Она помнила, что просыпалась на рассвете и заснула вновь. А теперь была уже ночь. Огромная «охотничья» луна плыла над кронами, серебря их сверху. Шпили далеких зданий тоже были ртутно-серебряными на гранях, будто вороненый металл в потертостях.
И еще она не помнила, как очутилась в коридоре. Значит, встала во сне и пошла, а уже по дороге проснулась.
Всё это неприятно.
Ей еще не приходилось попадать в ситуации, когда она забывала что-либо, отрубалась, как пьяная, или не могла контролировать себя.
В каком-то фильме она слышала слово «стресс», там, правда, не объяснялось значение, но Лена и так поняла, что речь идет о непосильных переживаниях, связанных с какими-либо событиями. Иначе говоря, она понимала, что стресс – это потрясение на грани возможности пережить.
И значит, люди в состоянии стресса (ведь так можно выразиться или нет?) ведут себя несколько необычно. Лена интуитивно чувствовала, что у нее именно стресс. И все особенности собственного поведения она могла объяснить только этим.
За спиной снова послышался шелест.
– Какого черта!? – воскликнула она, оборачиваясь, и вздрогнула всем телом, и похолодела.

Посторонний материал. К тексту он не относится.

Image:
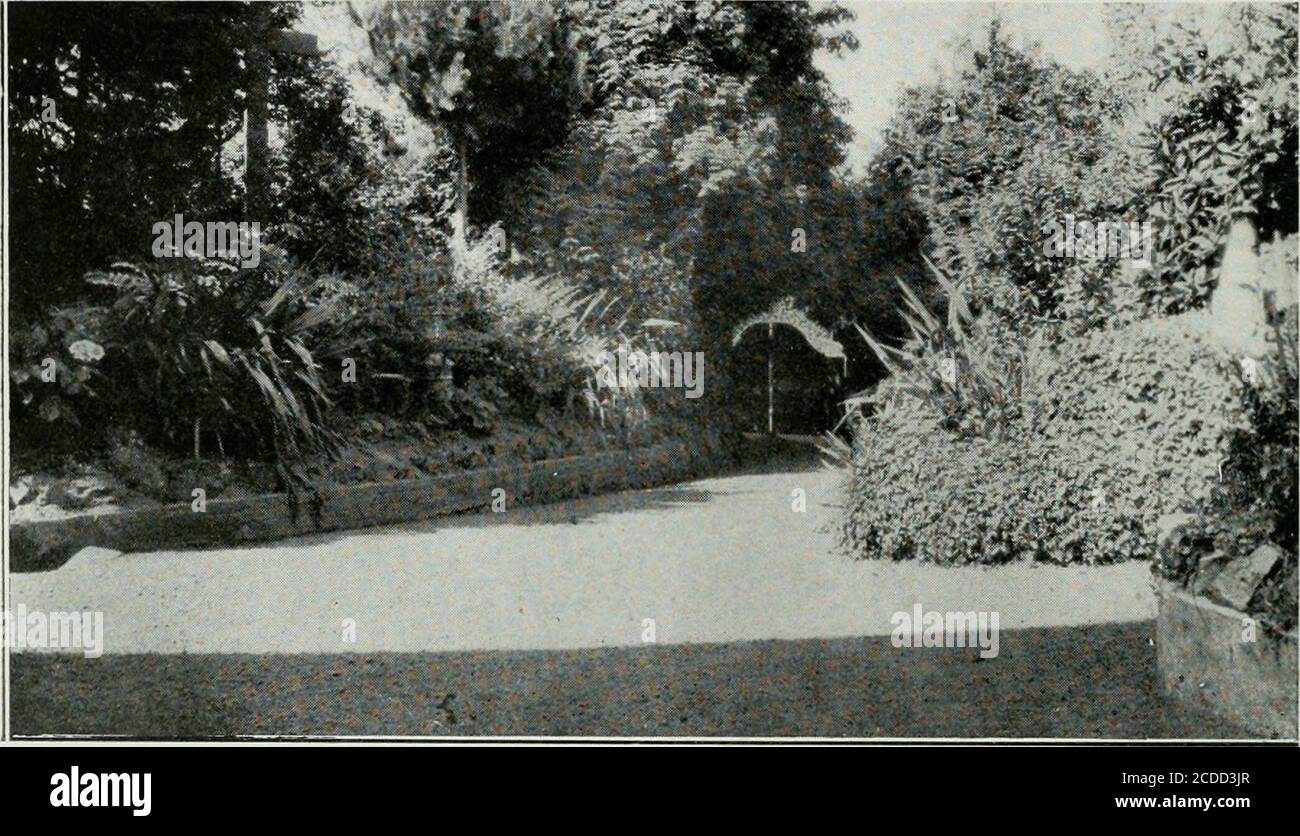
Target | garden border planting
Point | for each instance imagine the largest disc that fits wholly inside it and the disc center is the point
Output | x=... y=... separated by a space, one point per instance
x=1204 y=663
x=50 y=544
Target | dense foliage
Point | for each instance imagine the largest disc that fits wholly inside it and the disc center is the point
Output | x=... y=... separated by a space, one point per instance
x=988 y=449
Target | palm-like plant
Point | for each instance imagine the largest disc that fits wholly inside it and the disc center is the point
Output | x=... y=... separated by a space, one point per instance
x=211 y=351
x=967 y=371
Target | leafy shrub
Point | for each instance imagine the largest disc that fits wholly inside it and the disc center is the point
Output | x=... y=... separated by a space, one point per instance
x=53 y=373
x=1104 y=436
x=204 y=354
x=1256 y=502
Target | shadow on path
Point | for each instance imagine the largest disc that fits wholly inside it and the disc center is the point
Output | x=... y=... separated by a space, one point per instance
x=1093 y=681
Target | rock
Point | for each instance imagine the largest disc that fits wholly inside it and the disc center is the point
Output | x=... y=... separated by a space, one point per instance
x=1235 y=585
x=1208 y=568
x=1168 y=524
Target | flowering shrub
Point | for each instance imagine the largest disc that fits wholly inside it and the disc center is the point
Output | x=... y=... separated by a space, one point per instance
x=1110 y=432
x=1256 y=502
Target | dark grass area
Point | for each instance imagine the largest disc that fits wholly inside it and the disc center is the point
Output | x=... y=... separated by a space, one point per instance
x=1093 y=681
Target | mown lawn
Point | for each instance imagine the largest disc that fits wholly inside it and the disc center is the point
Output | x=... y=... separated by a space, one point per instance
x=1091 y=681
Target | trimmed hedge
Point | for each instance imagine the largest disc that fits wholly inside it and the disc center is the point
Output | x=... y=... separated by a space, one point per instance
x=1109 y=432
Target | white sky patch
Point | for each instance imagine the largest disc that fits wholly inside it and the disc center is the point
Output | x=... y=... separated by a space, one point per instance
x=904 y=44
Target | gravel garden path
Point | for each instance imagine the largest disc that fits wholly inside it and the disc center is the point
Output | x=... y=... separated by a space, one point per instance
x=707 y=607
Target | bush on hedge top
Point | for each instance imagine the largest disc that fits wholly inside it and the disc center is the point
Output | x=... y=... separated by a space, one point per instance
x=1096 y=437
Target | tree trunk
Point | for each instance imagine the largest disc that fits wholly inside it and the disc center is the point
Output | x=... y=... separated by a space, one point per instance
x=460 y=217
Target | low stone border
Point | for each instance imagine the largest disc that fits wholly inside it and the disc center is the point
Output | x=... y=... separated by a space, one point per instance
x=1204 y=662
x=48 y=544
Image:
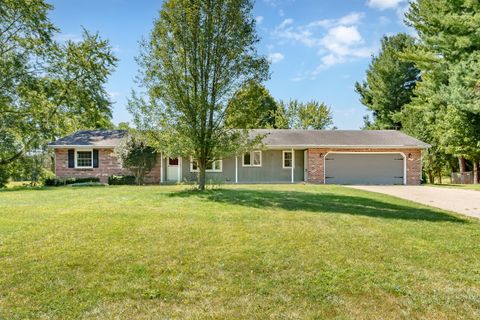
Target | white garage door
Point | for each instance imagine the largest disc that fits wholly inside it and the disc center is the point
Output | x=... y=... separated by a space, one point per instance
x=364 y=168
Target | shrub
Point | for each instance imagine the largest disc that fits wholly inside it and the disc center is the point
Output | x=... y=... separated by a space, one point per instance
x=135 y=155
x=55 y=182
x=121 y=180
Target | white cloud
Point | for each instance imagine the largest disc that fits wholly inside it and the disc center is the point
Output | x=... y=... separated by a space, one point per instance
x=352 y=18
x=275 y=57
x=336 y=40
x=384 y=4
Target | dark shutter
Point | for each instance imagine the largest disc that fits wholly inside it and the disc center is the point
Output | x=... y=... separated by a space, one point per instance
x=71 y=158
x=95 y=158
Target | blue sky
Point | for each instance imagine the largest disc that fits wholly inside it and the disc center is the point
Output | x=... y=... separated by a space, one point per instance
x=318 y=48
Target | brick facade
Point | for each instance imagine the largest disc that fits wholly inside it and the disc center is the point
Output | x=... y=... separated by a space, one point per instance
x=107 y=166
x=316 y=162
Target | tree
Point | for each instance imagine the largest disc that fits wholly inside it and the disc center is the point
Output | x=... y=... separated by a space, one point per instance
x=389 y=84
x=47 y=88
x=299 y=115
x=135 y=155
x=448 y=55
x=251 y=107
x=200 y=53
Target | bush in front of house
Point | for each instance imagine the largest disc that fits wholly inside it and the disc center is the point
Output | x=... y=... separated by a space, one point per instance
x=121 y=180
x=56 y=182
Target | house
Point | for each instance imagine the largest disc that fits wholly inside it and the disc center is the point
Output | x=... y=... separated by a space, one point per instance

Стена была еще ближе, почти вплотную к ней. И на этот раз на стене было большое мутноватое зеркало, в котором она увидела себя.

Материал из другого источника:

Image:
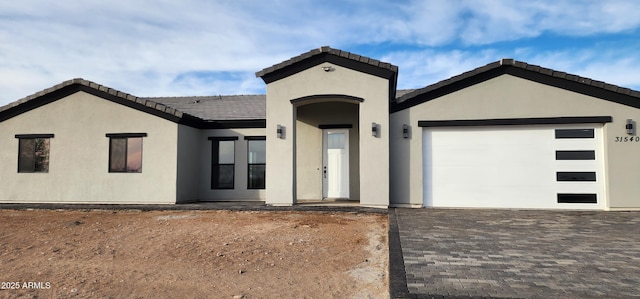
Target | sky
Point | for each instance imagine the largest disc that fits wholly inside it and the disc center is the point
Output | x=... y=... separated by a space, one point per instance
x=214 y=47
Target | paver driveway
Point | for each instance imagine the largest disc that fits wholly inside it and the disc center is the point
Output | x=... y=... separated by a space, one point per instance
x=520 y=254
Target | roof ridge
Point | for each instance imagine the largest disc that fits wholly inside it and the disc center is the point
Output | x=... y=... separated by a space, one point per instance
x=208 y=96
x=111 y=91
x=329 y=50
x=526 y=66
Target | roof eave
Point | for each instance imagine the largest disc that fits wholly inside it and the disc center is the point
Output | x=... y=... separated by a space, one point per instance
x=523 y=70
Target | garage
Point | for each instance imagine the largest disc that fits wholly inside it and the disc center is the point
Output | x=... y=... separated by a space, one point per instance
x=546 y=166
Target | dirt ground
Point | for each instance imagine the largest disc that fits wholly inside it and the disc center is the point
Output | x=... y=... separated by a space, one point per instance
x=192 y=254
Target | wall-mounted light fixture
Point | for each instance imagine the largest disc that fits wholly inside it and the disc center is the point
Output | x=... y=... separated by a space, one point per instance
x=327 y=68
x=280 y=132
x=405 y=131
x=630 y=127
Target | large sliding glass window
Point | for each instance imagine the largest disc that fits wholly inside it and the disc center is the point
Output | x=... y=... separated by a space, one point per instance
x=257 y=160
x=222 y=162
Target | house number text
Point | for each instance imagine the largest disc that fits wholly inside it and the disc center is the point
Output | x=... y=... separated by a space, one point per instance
x=627 y=139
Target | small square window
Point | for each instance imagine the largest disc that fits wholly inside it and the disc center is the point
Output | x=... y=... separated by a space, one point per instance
x=125 y=152
x=33 y=153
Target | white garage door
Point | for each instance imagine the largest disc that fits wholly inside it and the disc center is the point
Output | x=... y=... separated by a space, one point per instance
x=539 y=166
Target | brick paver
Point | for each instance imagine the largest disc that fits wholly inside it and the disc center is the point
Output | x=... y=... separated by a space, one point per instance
x=520 y=254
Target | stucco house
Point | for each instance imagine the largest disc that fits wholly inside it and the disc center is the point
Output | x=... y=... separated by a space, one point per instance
x=333 y=125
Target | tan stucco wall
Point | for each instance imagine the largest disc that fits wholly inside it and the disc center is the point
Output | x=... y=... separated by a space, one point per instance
x=203 y=148
x=78 y=167
x=309 y=152
x=511 y=97
x=374 y=166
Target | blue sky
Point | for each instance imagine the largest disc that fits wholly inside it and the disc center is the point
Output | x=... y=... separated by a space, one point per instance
x=200 y=47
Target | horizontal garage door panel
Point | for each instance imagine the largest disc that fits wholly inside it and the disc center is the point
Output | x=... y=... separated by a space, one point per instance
x=503 y=167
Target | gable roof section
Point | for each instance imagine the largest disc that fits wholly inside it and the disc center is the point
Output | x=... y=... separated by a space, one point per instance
x=70 y=87
x=215 y=112
x=338 y=57
x=238 y=111
x=523 y=70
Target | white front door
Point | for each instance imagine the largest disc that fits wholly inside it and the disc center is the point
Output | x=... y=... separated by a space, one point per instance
x=335 y=172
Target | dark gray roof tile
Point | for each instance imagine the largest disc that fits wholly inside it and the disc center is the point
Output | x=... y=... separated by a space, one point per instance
x=89 y=84
x=212 y=108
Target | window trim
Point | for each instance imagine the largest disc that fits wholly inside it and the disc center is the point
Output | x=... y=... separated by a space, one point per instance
x=215 y=155
x=125 y=136
x=249 y=139
x=20 y=137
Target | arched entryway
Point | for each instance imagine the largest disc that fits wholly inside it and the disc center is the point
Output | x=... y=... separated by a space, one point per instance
x=327 y=146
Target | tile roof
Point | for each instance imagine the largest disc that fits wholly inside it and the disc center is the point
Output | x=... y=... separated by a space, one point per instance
x=211 y=108
x=329 y=50
x=508 y=62
x=133 y=100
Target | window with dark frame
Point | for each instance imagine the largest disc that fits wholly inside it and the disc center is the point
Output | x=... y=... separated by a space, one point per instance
x=256 y=162
x=223 y=162
x=125 y=152
x=33 y=153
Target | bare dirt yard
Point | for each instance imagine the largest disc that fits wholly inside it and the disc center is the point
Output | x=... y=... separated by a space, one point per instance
x=192 y=254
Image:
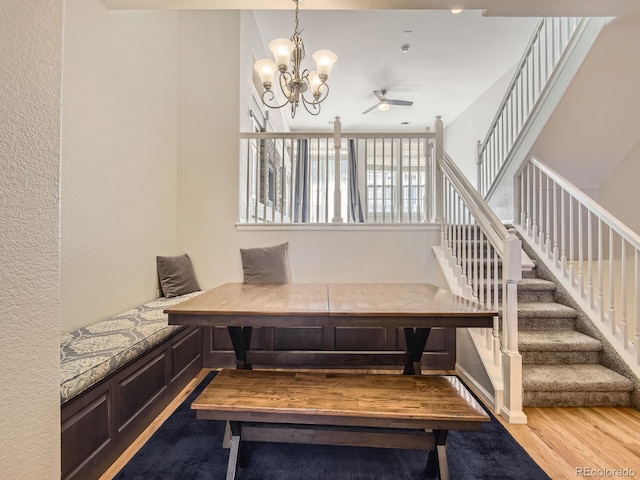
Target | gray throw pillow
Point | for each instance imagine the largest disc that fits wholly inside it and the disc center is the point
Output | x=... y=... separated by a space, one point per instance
x=177 y=276
x=266 y=265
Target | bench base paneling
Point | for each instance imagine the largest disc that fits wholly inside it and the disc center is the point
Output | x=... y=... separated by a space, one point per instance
x=101 y=422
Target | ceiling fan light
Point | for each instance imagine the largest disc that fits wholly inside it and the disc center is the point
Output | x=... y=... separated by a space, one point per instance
x=265 y=68
x=281 y=49
x=384 y=106
x=324 y=62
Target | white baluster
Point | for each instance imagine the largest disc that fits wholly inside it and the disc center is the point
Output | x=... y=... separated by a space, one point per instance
x=337 y=194
x=612 y=318
x=623 y=293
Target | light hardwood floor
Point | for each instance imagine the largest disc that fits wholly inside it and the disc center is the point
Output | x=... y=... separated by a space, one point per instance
x=568 y=443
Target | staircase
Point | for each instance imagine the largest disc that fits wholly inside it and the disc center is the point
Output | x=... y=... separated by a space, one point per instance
x=561 y=366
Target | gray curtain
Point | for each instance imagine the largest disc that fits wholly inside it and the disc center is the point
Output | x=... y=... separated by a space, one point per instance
x=302 y=192
x=355 y=207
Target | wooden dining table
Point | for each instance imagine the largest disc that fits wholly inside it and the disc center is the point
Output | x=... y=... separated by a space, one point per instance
x=414 y=307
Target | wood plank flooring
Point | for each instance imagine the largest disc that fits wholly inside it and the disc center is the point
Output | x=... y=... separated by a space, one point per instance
x=568 y=443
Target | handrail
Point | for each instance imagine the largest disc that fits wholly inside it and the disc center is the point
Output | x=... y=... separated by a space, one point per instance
x=625 y=232
x=303 y=177
x=488 y=220
x=512 y=84
x=595 y=257
x=330 y=134
x=492 y=220
x=486 y=261
x=548 y=50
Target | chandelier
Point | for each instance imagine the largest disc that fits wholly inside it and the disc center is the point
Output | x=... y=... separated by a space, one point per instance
x=298 y=86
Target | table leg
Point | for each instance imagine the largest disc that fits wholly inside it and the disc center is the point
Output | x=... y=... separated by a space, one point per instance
x=241 y=340
x=437 y=466
x=415 y=339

– Атас по норам! – сказала девушка, обнаружив свое отражение, а значит, и себя – голышом.
Стыдно стало «до писка». Одно дело быть голой под одеялом. Дико, но куда ни шло. А уж разгуливать по чужому дому в таком виде – это уже дурдом.
– Ты чего, подруга, вытворяешь? – спросила она у своего отражения, и оглянулась резко – не видит ли кто.
– А ты? – спросило отражение.
– Чего?
– Панчело! – показало ей отражение язык. – С меня какой спрос? Я – это ты.
Сердце зашлось стуком.
По шее и плечам побежали противные мурашки. Стало холодно вдруг.
– Страшно? – спросило отражение.
– До жути… – призналась Лена.
– А чего страшного?
– Не знаю…
– Пока тебе страшно не было, – язвительно заметило отражение. – Всё тебе ничего, толстокожей. А с собой поговорить ей страшно!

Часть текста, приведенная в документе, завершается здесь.